Maria and Francisco seemed suddenly masters of anatomy, creators of new personalities, or perhaps benefactors of restless lives dormant in the clay. Maria, dressed in a pair of rolled-up jeans and red Skecher shoes, rolled out long ribbons of clay and cut them in sections, placing them in the chest to form ribs. The flowers she had pressed into the clay now blossomed across the Catrina’s dress. She draped a thin line of dough around the waist and then pressed small scallops to match the gentle ripples of the dress.
Francisco pushed a wad of clay into a mold and out popped a skull. He carefully cut away at the piece to define the eye sockets, mouth, and teeth, then fit jagged clay sticks together to form the hands and connected them to arms that he attached after moistening the shoulder.
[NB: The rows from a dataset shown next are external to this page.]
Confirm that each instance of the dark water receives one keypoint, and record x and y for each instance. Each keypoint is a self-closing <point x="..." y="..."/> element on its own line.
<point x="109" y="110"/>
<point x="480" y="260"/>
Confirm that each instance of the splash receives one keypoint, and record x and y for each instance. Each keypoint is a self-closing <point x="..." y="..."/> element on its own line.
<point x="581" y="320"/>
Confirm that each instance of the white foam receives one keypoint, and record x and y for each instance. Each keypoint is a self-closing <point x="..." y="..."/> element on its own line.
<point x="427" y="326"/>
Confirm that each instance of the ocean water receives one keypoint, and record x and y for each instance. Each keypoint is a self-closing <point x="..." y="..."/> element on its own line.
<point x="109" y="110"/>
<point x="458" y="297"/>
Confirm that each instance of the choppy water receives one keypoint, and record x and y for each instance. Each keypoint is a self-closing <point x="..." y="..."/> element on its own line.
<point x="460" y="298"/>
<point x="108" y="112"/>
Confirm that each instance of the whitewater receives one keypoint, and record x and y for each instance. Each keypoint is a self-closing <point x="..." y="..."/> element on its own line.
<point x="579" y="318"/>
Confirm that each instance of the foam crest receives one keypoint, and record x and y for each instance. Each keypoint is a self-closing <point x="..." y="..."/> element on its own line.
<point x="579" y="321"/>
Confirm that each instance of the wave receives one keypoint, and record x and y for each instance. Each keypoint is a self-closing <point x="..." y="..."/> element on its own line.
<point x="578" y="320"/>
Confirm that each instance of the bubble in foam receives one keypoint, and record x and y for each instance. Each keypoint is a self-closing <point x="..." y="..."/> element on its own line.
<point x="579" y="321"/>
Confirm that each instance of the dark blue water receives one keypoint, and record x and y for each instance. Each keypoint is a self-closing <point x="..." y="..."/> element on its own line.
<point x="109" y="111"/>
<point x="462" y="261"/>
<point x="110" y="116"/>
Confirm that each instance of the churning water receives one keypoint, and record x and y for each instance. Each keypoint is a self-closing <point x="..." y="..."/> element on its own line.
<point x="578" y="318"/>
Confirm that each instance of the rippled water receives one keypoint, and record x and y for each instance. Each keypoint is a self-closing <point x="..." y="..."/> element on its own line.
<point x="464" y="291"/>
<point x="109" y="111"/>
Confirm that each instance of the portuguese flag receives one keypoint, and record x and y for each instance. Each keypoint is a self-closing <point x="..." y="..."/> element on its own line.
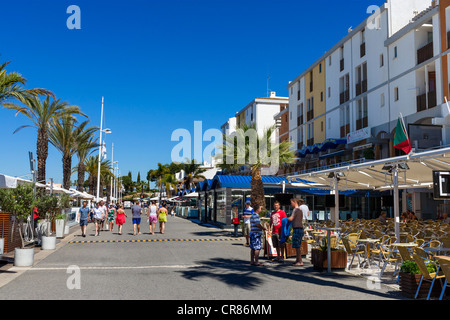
<point x="401" y="139"/>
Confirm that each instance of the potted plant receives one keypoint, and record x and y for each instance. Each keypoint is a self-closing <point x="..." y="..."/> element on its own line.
<point x="409" y="279"/>
<point x="64" y="204"/>
<point x="47" y="205"/>
<point x="19" y="202"/>
<point x="319" y="257"/>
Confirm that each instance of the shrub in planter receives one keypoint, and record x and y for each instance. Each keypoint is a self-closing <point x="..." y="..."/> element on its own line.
<point x="19" y="202"/>
<point x="409" y="279"/>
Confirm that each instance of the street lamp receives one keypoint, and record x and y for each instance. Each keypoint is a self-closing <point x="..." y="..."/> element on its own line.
<point x="106" y="131"/>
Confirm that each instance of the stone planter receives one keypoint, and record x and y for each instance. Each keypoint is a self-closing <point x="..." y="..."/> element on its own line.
<point x="59" y="227"/>
<point x="292" y="253"/>
<point x="48" y="243"/>
<point x="410" y="282"/>
<point x="319" y="259"/>
<point x="23" y="257"/>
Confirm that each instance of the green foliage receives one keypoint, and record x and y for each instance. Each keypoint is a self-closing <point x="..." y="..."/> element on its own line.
<point x="411" y="267"/>
<point x="18" y="201"/>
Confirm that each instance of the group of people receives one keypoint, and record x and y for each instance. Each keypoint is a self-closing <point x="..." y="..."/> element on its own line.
<point x="279" y="222"/>
<point x="102" y="214"/>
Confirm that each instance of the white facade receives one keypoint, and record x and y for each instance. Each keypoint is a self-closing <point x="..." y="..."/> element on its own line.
<point x="370" y="88"/>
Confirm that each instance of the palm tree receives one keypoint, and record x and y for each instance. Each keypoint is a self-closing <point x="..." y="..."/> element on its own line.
<point x="92" y="170"/>
<point x="42" y="114"/>
<point x="65" y="137"/>
<point x="12" y="87"/>
<point x="192" y="171"/>
<point x="247" y="148"/>
<point x="86" y="144"/>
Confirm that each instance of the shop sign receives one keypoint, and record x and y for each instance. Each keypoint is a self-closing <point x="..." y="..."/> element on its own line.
<point x="358" y="135"/>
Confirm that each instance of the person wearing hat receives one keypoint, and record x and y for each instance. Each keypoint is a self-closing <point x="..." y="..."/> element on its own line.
<point x="248" y="211"/>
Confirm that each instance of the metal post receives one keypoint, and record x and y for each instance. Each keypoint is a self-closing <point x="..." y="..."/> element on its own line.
<point x="396" y="203"/>
<point x="336" y="201"/>
<point x="100" y="153"/>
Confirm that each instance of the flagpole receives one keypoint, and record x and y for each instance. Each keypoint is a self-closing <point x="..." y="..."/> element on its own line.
<point x="100" y="152"/>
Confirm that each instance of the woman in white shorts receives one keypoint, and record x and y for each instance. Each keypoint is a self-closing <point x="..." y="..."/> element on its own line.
<point x="152" y="217"/>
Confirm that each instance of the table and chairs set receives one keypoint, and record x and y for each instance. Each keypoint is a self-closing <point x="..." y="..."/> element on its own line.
<point x="375" y="245"/>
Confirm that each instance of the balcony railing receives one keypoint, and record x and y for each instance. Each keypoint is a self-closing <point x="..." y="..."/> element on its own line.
<point x="344" y="96"/>
<point x="422" y="101"/>
<point x="344" y="130"/>
<point x="362" y="123"/>
<point x="363" y="50"/>
<point x="425" y="53"/>
<point x="310" y="115"/>
<point x="432" y="99"/>
<point x="448" y="40"/>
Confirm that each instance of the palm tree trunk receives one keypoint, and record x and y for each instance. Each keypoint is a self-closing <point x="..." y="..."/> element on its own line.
<point x="81" y="174"/>
<point x="42" y="153"/>
<point x="257" y="188"/>
<point x="67" y="170"/>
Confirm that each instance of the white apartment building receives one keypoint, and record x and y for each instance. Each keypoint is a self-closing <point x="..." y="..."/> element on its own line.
<point x="260" y="111"/>
<point x="390" y="64"/>
<point x="395" y="62"/>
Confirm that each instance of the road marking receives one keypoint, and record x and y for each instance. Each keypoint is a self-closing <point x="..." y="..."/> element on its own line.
<point x="149" y="240"/>
<point x="128" y="267"/>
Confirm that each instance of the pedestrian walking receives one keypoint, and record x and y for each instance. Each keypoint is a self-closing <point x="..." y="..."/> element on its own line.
<point x="255" y="237"/>
<point x="152" y="217"/>
<point x="120" y="218"/>
<point x="136" y="212"/>
<point x="99" y="216"/>
<point x="305" y="211"/>
<point x="275" y="224"/>
<point x="162" y="218"/>
<point x="297" y="224"/>
<point x="105" y="213"/>
<point x="83" y="217"/>
<point x="111" y="216"/>
<point x="248" y="211"/>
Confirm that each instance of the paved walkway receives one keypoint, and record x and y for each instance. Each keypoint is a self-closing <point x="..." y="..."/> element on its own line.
<point x="188" y="262"/>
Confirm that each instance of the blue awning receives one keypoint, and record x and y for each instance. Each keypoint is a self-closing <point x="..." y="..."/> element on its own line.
<point x="321" y="147"/>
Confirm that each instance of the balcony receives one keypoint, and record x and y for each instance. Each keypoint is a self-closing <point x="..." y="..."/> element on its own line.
<point x="425" y="53"/>
<point x="448" y="40"/>
<point x="362" y="123"/>
<point x="362" y="49"/>
<point x="344" y="96"/>
<point x="422" y="101"/>
<point x="344" y="130"/>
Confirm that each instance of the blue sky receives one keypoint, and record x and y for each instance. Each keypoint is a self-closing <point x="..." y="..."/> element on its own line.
<point x="161" y="65"/>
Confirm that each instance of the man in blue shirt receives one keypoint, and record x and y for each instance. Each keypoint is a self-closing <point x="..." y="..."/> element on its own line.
<point x="136" y="211"/>
<point x="255" y="236"/>
<point x="248" y="211"/>
<point x="83" y="215"/>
The hands rested on small pieces of wire placed in the waist and hip to keep them in place until they dried.
“The first thing I started making were little bulls and horses, small things,” said Francisco, a moustache spilling over the corners of his mouth. “I started making the Catrinas when I was 13, maybe a year after I started working.”
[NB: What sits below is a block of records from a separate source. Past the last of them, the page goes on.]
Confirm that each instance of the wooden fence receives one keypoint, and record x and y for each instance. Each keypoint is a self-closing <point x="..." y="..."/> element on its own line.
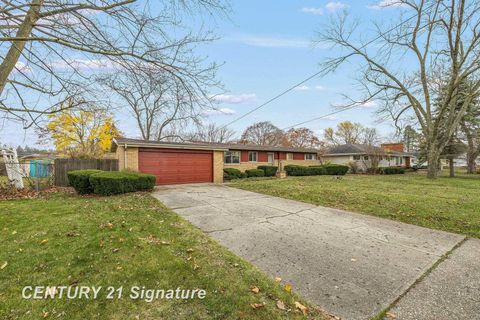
<point x="62" y="166"/>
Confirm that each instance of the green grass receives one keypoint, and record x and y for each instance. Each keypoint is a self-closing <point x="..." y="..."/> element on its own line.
<point x="450" y="204"/>
<point x="82" y="251"/>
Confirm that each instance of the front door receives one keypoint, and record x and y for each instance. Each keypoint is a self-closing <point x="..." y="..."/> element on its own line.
<point x="270" y="158"/>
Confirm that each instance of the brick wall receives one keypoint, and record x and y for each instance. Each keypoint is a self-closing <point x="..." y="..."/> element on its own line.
<point x="132" y="158"/>
<point x="218" y="166"/>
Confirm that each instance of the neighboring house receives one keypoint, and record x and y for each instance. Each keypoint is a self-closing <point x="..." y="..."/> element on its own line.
<point x="37" y="165"/>
<point x="387" y="155"/>
<point x="175" y="163"/>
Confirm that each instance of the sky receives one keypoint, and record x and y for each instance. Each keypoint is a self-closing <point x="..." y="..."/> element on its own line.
<point x="265" y="47"/>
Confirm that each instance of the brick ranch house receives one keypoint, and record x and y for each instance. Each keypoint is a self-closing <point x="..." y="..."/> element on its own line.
<point x="175" y="163"/>
<point x="389" y="155"/>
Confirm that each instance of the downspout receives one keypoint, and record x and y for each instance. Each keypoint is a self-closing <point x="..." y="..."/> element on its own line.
<point x="125" y="157"/>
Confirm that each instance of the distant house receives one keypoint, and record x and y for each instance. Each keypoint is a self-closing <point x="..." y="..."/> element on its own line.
<point x="37" y="165"/>
<point x="387" y="155"/>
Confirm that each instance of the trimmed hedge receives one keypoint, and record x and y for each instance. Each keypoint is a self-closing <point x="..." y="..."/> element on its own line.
<point x="114" y="182"/>
<point x="255" y="173"/>
<point x="330" y="169"/>
<point x="270" y="171"/>
<point x="232" y="173"/>
<point x="393" y="170"/>
<point x="336" y="169"/>
<point x="79" y="180"/>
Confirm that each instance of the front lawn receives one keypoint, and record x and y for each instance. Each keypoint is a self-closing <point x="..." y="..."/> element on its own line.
<point x="450" y="204"/>
<point x="125" y="241"/>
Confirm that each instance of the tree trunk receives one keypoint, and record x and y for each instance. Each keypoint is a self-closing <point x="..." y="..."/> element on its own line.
<point x="471" y="165"/>
<point x="451" y="167"/>
<point x="432" y="158"/>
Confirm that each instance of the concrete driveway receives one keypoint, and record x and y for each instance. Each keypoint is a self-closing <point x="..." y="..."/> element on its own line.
<point x="351" y="265"/>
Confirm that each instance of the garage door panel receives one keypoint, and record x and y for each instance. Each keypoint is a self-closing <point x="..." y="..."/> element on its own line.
<point x="177" y="166"/>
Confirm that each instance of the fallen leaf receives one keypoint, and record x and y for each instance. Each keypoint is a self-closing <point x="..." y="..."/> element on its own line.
<point x="257" y="305"/>
<point x="302" y="308"/>
<point x="280" y="305"/>
<point x="255" y="289"/>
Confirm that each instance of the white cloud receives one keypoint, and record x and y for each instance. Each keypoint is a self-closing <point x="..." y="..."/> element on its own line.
<point x="368" y="104"/>
<point x="22" y="67"/>
<point x="334" y="6"/>
<point x="315" y="11"/>
<point x="387" y="4"/>
<point x="221" y="111"/>
<point x="271" y="41"/>
<point x="83" y="64"/>
<point x="302" y="88"/>
<point x="331" y="118"/>
<point x="235" y="99"/>
<point x="307" y="88"/>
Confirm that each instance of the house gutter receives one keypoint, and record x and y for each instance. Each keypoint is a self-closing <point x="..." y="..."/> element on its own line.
<point x="125" y="158"/>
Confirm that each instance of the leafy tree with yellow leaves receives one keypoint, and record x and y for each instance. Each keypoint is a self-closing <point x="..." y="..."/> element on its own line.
<point x="81" y="133"/>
That’s exactly how their children, William Antonio, 9, and Viridian, 12, have begun. When they come home from school, they make small leaves and feathers and flowers, simple objects to give them the feel of the clay.
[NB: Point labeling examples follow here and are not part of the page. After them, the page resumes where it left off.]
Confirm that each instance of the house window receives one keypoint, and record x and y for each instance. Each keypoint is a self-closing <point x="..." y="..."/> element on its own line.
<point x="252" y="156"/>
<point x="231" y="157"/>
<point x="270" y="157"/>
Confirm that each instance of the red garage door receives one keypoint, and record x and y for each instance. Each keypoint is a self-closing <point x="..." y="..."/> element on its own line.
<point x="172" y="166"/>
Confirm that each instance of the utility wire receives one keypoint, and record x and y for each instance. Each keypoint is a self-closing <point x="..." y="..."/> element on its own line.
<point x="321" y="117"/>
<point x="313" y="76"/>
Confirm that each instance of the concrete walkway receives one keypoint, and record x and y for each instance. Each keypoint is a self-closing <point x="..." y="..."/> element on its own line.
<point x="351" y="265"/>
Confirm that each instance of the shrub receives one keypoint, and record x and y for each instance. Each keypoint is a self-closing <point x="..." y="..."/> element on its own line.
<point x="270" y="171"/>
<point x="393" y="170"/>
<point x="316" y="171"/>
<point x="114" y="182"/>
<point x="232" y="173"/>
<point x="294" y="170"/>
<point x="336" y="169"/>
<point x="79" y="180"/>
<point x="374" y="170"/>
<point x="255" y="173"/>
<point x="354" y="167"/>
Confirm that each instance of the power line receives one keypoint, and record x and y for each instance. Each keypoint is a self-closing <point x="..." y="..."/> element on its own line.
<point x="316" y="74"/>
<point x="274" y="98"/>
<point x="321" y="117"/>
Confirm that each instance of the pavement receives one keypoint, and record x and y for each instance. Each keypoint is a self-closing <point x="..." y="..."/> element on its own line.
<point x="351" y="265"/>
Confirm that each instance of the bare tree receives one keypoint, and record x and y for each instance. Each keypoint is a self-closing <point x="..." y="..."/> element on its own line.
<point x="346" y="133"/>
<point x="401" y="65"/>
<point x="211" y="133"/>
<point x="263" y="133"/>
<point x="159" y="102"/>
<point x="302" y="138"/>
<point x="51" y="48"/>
Suddenly, William Antonio poked his head through a window between the workshop and their well-furnished home. Maria stopped for a moment to speak with him, then went back to her work, a craft that she also began practicing at about age 12. Although she began working in clay at that young age, she didn’t start making Catrinas until about 12 years ago when she married Francisco.
“Before I got married, at my house we used to work at making flower pots. We didn’t make the Catrinas.” She enjoys making the figures, although they require substantially more work. “It’s more tiring. Before I got married, it was 6 o’clock when I stopped. Now it’s more like 10.”
“We start at 7 a.m.,” added Francisco.
If their children decide to approach the Catrina challenge they will have their work cut out for them. Making Catrinas is not something you learn to do overnight; Francisco learned the craft through many difficult attempts.
“It was all hard. When I made my first Catrina, they came out to be not so fine.” They come out fine now. The newest member of the Frida Catrinas, now crowned with her own exquisite wreath about her head, was set aside to dry, while several of the others were placed in the oven.
Manchas still dozed just outside the opening where Francisco now needed to put the wood.
“He doesn’t want to move,” Francisco said with a laugh. He splintered a piece of wood with a loud crack that finally roused Manchas, who moved about six feet away and plopped onto the ground.
Francisco placed sheets of tin over the oven, anchored them with a brick, then lit a single piece of wood on the bottom. He would keep a very low fire for the first two hours – anything hotter and the Catrinas would break – then increase the heat for another three hours. The process would turn them a much brighter orange, and they would be painted before delivery.
By now a good fire had started in his parents' bigger oven, sunk halfway into the ground except for an excavated area for the opening where the wood was placed. Thick smoke filled the yard with a sweet pine flavor while roosters crowed from distant yards and birds sang in the trees. Hot sunshine burrowed into the yard and Manchas moved into some shade under a truck to continue his nap.
There would be no sleep for Francisco and Maria. They still had to finish another order: 30 hand-sized pairs of Catrinas depicting a bride and groom, complete in wedding dress and a tuxedo, for a business in Uruapan.
“These are harder to make,” said Maria, undaunted as she began the new task.